Tom Shane
Tom Shane

Reputation: 704

Confusion about HTTP verbs

While building my Web API, I have encountered some cases, where I'm not sure what HTTP verbs to use.

  1. Downloading a file with a side effect

    My first thought was to use GET, but later I did realize, when a client calls the API to download a file, the server also updates the counter in the DB indicating total number of downloads and the date of the last download.

    Isn't this against the specification? The server state was changed, after all. Shouldn't this be a POST/PUT? But if the POST/PUT would be used, I wouldn't be able to share the link and use it from the browser.

  2. Generating random list of values

    In my case I need to call the API to generate random list of questions for a test (exam). The request doesn't change anything on the server, it just produces different response content each time the client calls it, so I guess using GET is alright. The indempotency applies only for the server state, not the result handed to the client, right? So is it allowed to request (GET) the same resource repeatedly with different outcome (as seen from the client)?

  3. Generating list of values based on the user input

    The last case is similar to the previous. I need the server to generate list of questions. This time based on the previous test's wrong answers. Again, the request doesn't alter server data, but I need to send to the server (relatively) long list of items, which wouldn't have to fit as a query string. That's why I would think a POST with a payload in the body could be used. But to be honest, it feels weird.
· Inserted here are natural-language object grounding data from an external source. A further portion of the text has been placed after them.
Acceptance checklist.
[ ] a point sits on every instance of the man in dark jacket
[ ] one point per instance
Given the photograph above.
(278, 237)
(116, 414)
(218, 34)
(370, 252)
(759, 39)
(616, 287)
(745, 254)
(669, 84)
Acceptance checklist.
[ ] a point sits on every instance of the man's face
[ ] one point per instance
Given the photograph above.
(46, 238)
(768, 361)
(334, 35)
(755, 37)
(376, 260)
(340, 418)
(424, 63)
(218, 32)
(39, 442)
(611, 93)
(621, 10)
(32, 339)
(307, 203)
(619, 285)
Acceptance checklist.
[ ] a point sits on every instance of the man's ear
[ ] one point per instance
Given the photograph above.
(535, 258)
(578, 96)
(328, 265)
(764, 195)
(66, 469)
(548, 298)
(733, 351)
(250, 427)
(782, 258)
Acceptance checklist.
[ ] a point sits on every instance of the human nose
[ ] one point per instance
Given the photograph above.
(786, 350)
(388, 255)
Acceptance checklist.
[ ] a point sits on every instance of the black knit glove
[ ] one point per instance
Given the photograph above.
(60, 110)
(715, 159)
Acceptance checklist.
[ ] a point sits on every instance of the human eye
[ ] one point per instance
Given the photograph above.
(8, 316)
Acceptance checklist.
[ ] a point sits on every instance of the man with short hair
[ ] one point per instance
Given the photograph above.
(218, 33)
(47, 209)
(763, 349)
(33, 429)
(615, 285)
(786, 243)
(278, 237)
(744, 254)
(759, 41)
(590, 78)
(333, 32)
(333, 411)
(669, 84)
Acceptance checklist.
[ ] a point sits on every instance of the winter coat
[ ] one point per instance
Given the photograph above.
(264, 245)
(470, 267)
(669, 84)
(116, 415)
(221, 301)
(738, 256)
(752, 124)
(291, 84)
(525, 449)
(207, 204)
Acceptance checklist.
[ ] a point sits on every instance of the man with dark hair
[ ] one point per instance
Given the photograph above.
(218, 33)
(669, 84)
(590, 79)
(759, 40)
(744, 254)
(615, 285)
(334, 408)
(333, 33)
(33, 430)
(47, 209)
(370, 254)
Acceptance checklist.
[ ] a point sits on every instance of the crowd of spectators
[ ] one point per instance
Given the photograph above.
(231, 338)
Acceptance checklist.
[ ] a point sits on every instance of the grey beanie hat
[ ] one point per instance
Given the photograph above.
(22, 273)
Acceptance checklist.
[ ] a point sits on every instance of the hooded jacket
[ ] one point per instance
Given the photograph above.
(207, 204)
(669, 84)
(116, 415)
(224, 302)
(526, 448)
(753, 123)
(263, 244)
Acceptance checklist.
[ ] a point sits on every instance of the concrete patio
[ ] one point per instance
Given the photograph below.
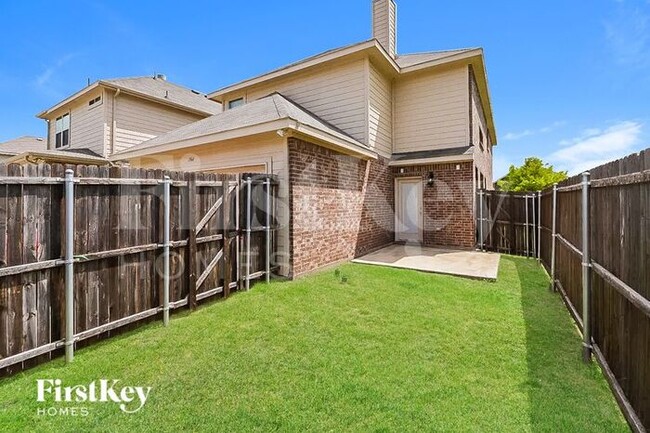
(471, 264)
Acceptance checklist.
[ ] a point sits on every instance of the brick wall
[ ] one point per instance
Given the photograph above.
(448, 205)
(341, 206)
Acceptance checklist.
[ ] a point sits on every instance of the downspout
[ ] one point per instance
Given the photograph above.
(113, 123)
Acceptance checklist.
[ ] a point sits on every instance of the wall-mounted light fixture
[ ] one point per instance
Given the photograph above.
(430, 179)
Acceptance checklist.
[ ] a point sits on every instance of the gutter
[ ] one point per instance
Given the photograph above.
(438, 160)
(113, 122)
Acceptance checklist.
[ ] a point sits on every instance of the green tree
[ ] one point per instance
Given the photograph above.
(534, 175)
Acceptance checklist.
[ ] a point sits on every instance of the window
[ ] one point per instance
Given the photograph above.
(235, 103)
(95, 102)
(62, 131)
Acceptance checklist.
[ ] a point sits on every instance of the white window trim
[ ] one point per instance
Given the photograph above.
(69, 114)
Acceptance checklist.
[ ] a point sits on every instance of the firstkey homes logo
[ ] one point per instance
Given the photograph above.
(73, 400)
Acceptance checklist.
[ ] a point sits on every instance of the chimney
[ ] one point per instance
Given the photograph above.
(384, 24)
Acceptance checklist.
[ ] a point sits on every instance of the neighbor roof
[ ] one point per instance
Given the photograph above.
(22, 144)
(153, 88)
(275, 111)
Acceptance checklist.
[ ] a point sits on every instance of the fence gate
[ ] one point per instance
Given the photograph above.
(87, 250)
(508, 222)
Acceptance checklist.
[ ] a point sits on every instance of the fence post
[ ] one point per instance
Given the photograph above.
(553, 236)
(191, 242)
(586, 272)
(534, 217)
(268, 229)
(249, 185)
(227, 260)
(480, 204)
(527, 228)
(539, 226)
(166, 239)
(69, 266)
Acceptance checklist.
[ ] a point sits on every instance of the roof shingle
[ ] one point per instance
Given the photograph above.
(268, 109)
(165, 91)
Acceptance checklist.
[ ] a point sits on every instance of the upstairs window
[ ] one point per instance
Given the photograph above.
(95, 102)
(235, 103)
(62, 131)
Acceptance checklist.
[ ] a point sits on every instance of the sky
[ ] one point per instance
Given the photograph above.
(569, 80)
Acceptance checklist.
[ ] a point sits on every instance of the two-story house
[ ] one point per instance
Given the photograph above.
(110, 116)
(371, 146)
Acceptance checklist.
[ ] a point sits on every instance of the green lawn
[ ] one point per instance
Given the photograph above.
(386, 350)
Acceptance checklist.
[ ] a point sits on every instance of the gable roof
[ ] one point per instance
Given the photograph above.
(271, 113)
(327, 56)
(164, 91)
(401, 64)
(156, 89)
(22, 144)
(408, 60)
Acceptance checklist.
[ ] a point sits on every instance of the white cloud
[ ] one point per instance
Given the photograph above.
(44, 78)
(594, 147)
(511, 136)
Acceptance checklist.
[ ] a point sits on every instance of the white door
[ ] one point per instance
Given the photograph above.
(408, 215)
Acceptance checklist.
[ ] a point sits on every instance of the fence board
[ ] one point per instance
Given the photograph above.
(116, 240)
(620, 232)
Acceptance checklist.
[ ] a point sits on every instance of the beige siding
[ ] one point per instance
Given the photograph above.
(138, 120)
(267, 150)
(384, 26)
(432, 110)
(482, 154)
(336, 94)
(380, 112)
(86, 125)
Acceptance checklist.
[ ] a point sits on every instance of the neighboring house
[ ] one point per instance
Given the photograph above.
(110, 116)
(11, 148)
(371, 146)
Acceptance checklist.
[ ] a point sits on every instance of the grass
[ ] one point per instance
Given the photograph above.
(361, 349)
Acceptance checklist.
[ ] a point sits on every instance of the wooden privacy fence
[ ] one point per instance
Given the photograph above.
(594, 240)
(85, 250)
(508, 223)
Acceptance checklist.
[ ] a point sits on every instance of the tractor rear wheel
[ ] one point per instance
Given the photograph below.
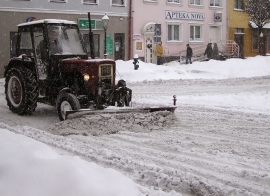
(65, 102)
(21, 89)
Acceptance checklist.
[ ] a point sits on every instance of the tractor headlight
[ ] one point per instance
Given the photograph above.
(86, 77)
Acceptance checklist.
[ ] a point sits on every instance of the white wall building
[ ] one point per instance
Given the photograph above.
(193, 22)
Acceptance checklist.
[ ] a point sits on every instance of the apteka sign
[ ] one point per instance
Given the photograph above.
(174, 15)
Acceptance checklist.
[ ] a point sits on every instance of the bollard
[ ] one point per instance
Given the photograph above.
(174, 100)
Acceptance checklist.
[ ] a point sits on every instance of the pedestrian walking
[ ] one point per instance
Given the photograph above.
(189, 54)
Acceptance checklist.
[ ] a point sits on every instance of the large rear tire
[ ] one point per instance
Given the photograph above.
(65, 102)
(21, 89)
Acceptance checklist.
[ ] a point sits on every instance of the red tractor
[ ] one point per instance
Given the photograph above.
(52, 67)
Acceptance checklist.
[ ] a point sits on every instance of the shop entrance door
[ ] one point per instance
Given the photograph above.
(149, 52)
(119, 49)
(239, 39)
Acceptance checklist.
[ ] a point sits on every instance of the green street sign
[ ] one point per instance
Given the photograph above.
(84, 24)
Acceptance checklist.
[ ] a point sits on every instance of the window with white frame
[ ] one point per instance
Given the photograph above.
(195, 2)
(118, 2)
(90, 1)
(238, 4)
(195, 33)
(59, 1)
(215, 3)
(174, 32)
(174, 1)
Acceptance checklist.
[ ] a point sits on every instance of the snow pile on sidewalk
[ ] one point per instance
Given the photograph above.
(100, 124)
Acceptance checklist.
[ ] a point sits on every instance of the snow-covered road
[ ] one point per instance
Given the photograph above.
(202, 149)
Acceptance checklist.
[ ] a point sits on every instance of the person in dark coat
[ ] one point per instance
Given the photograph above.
(189, 54)
(209, 51)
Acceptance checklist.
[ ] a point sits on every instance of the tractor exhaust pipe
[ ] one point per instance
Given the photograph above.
(91, 37)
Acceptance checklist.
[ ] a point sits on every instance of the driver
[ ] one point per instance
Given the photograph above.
(54, 44)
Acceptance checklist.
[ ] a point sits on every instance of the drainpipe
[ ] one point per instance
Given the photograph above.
(129, 30)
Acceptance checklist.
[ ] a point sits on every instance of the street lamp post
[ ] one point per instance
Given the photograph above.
(105, 20)
(261, 44)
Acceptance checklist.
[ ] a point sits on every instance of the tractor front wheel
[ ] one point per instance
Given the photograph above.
(65, 102)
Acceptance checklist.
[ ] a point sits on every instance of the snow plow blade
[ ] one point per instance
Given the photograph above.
(82, 112)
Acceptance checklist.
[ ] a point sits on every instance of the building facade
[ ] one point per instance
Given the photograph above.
(14, 12)
(244, 32)
(176, 23)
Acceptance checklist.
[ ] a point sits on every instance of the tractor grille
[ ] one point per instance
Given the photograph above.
(106, 75)
(106, 70)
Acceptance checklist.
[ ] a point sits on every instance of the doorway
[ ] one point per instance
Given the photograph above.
(149, 43)
(239, 39)
(119, 46)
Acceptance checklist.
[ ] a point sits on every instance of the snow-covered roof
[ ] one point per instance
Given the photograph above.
(253, 25)
(48, 21)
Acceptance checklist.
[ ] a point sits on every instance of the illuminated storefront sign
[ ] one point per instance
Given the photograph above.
(174, 15)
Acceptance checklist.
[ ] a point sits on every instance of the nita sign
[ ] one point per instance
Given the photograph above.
(174, 15)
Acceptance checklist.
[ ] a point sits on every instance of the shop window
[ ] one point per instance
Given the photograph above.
(215, 3)
(239, 4)
(195, 33)
(118, 2)
(195, 2)
(90, 1)
(96, 44)
(174, 32)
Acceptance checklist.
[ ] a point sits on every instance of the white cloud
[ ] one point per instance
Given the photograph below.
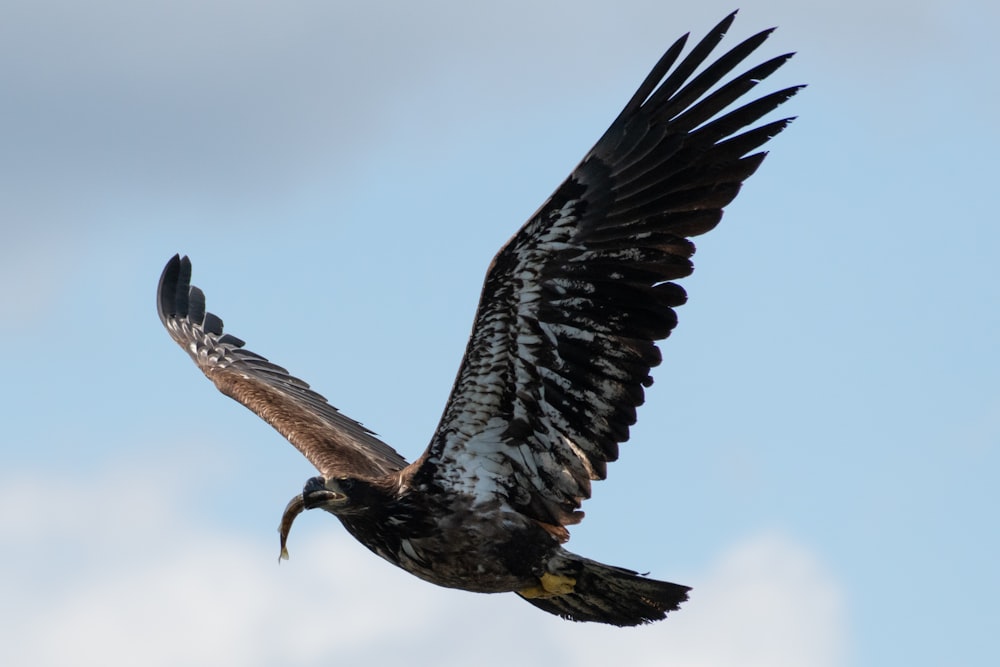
(116, 571)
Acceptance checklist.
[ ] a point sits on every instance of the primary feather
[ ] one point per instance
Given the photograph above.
(560, 353)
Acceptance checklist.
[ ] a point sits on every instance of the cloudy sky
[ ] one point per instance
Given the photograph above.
(818, 458)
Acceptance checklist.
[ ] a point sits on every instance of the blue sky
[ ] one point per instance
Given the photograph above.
(817, 458)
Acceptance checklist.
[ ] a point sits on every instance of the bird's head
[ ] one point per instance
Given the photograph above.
(334, 495)
(340, 496)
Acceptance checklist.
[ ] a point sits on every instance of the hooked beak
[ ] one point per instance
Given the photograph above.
(294, 508)
(314, 495)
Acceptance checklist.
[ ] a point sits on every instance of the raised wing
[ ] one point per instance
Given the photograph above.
(564, 335)
(336, 445)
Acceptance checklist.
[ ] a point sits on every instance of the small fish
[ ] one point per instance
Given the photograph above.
(295, 507)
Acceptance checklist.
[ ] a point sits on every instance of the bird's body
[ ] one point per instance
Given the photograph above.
(560, 353)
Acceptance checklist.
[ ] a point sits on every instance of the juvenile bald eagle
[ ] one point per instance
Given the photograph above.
(563, 343)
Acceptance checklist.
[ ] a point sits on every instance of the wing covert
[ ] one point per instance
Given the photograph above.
(572, 306)
(334, 443)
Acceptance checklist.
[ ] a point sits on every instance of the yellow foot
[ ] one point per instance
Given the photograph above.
(549, 585)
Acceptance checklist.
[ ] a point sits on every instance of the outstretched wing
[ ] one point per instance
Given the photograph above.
(565, 332)
(336, 445)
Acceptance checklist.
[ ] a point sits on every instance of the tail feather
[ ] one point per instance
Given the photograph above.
(613, 595)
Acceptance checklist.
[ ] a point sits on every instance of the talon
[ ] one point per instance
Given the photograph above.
(549, 585)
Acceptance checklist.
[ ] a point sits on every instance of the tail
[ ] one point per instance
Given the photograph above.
(613, 595)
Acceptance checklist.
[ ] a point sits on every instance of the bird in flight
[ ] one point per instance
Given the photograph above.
(560, 353)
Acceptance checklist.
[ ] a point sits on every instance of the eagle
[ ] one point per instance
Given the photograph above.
(565, 336)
Is there a definitive answer which verbs to use for each case?

Upvotes: 0

Views: 71

Answers (1)

VoiceOfUnreason
VoiceOfUnreason

Reputation: 57397

Downloading a file with a side effect

My first thought was to use GET

And that's the right answer. HTTP Methods are about semantics, not implementation.

HTTP does not attempt to require the results of a GET to be safe. What it does is require that the semantics of the operation be safe, and therefore it is a fault of the implementation, not the interface or the user of that interface, if anything happens as a result that causes loss of property -- Fielding (2002)

Generating random list of values

it just produces different response content each time the client calls it, so I guess using GET is alright.

Yup - again, as long as the semantics are safe, GET is a fine choice.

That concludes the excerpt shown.